The 2016 edition of “Fences”, directed by Denzel Washington, is based of the Pulitzer Prize winning screen play written by the late August Wilson.
“Fences” is nominated for four Academy Awards for Best Picture, Best Actor, Best Supporting Actress and Best Writing Adapted Screenplay. After the dry spell of recognition of Black Films during the 2016 Academy Awards, “Fences”, as well as other Black films, have made their mark in the industry.
“As we all know, the very nomination for an Oscar is an extremely political and nuanced process; yet in this year, the cast of one of the movies has arguably this milieu two best actor/actress (e.g.
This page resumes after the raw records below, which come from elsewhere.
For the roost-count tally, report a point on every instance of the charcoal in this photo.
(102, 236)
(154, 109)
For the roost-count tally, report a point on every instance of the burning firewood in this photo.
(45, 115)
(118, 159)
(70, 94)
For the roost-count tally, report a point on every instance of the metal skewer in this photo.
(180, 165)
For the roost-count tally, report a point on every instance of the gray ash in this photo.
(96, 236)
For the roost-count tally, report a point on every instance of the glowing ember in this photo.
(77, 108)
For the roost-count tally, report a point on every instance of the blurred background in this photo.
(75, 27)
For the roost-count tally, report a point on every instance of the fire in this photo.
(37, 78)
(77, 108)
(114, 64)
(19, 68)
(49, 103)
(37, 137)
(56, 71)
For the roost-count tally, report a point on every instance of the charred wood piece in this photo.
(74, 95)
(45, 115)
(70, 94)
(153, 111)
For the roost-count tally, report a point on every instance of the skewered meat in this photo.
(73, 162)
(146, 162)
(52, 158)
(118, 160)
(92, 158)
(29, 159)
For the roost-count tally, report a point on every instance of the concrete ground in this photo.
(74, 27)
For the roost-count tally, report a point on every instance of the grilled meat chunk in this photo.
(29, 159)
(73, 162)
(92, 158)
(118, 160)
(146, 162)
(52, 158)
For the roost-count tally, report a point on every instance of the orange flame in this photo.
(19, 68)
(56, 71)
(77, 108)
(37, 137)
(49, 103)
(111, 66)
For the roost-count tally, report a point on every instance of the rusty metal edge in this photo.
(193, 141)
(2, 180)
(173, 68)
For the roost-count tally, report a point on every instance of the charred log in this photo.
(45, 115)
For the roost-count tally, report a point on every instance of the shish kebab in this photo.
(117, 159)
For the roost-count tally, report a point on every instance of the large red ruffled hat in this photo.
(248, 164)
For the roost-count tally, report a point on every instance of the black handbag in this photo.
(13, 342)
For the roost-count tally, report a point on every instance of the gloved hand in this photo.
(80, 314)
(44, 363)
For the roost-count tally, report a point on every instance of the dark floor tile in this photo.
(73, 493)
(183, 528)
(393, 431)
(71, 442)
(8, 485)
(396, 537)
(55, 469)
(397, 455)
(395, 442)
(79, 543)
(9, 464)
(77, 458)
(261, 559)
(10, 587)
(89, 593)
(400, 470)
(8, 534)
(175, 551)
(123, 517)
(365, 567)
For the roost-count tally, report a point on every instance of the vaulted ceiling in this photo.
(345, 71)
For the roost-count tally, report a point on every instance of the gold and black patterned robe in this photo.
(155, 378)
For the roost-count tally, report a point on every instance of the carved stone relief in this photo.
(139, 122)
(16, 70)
Denzel Washington/ Viola Davis) and used a play from one of this century’s best playwright’s (August Wilson),” said Hayward South Alameda NAACP Advisor Todd Davis. “Moreover, the actors and actresses in the other black films definitely deserved all the acclaim and recognition that they received this year, as was demonstrated by Oscar nods , SAG awards, Golden Globes, and other forms of recognition.”
“Fences” highlights two main themes that have always been hot topics within the Black community, fatherhood and masculinity. There is a ongoing stigma in the Black community that all Black children grow up without a father. Although this isn’t 100 percent factual, it is still an issue in the Black community nonetheless. The relationship between Troy Maxson (Denzel Washington) and Cory Maxson (Jovan Adepo), although it was rocky, displayed the efforts fathers go through to make sure their son has a proper upbringing.
“It’s one thing to instill good values, but it’s always good to see them in action and demonstrated. I think those things are important in the upbringing of men,” said Mark Quinn, Conrad N. Hilton Endowed Chair in Entrepreneurship.
“The sentiment of being hard on your child is carried on by a lot of people. Most parents want to see their children do well and do better than what they’ve done, defiantly with Black men.”
Troy struggled to be a good father as well as a good husband. These task are embedded into Troy’s standards of being a man which was originally installed in him by his father. But Troy’s definition of being a man, being the provider and lacking compassion, is a concept that is prevalent in the Black community.
“Equating masculinity with bread winning and emotional masking promulgates toxic, hyper-masculinity practices,” said Kevin Foster, a senior Political Science major at Xavier University of Louisiana. which ultimately weigh on an individual’s mental health and manifest in self destructive behavior such as infidelity, drug use, domestic abuse which we observe disproportionately plaguing Black communities, so I definitely don’t endorse that association.